The law - the first of its kind in the U.S. - bans the use of petroleum-based plastic bags by large grocery and drug chains. In addition to littering the streets, the city says, the bags are responsible for choking marine life. Instead, stores may offer paper bags or compostable plastic, a more expensive and relatively new offering that grocery stores had lobbied against.
Craig Noble, a San Francisco-based spokesperson for the Natural Resources Defense Council, which supported the ban, says that biodegradable bags are a great choice and have been used successfully in other countries. "America consumes 30 billion plastic bags and 10 billion papers ones each year," he says, which use up 14 million trees and 12 million barrels of oil. The biodegradable bags, he says, "give consumers a way out of making this false 'paper or plastic' choice."
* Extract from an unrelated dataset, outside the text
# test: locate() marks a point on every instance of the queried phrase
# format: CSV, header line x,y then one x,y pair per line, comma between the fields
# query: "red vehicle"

Grocers opposed the ban, says David Heylen, a spokesman for the California Grocers Association, partly because of cost. Regular plastic bags, which don't break down in landfills, cost pennies, he says; paper bags cost 4 to 5 cents, and compostable plastic bags run from 6 to 10 cents. Eventually, those costs will have to be passed on to consumers.
More importantly, he says, "we just don't think this will work. It won't reduce the number of bags used, and we would have preferred a measure which focused on recycling bags. We feel that the people who are motivated enough to go to the trouble of composting their plastic bags are also just as likely to recycle."
For marketers eager to position themselves as environmentally aware, the city's ban on plastic raises interesting positioning questions. After all, if the law requires all stores do the green thing, will stores like Whole Foods or Wild Oats lose their environmental edge with shoppers?
"I don't think so," says John Moore, a consultant and former director of national marketing for Whole Foods, who now runs Brand Autopsy in Austin, Texas. "Consumers are smart enough to know which stores have a mission that is centered around economic sustainability, and something like a plastic bag isn't going to change that. In fact, it reinforces that some stores are proactive, and some are just reactive - consumers can tell the difference."
Of course, some stores are scurrying to get in front of the entire paper-vs.-plastic question by pushing sales of reusable cloth or fiber bags. Noble says there is no arguing that these reusable bags, as long as they're sturdy enough to be laundered after any spills, win hands down. In recent weeks, such supermarket chains as Wegman's have been more aggressively selling them.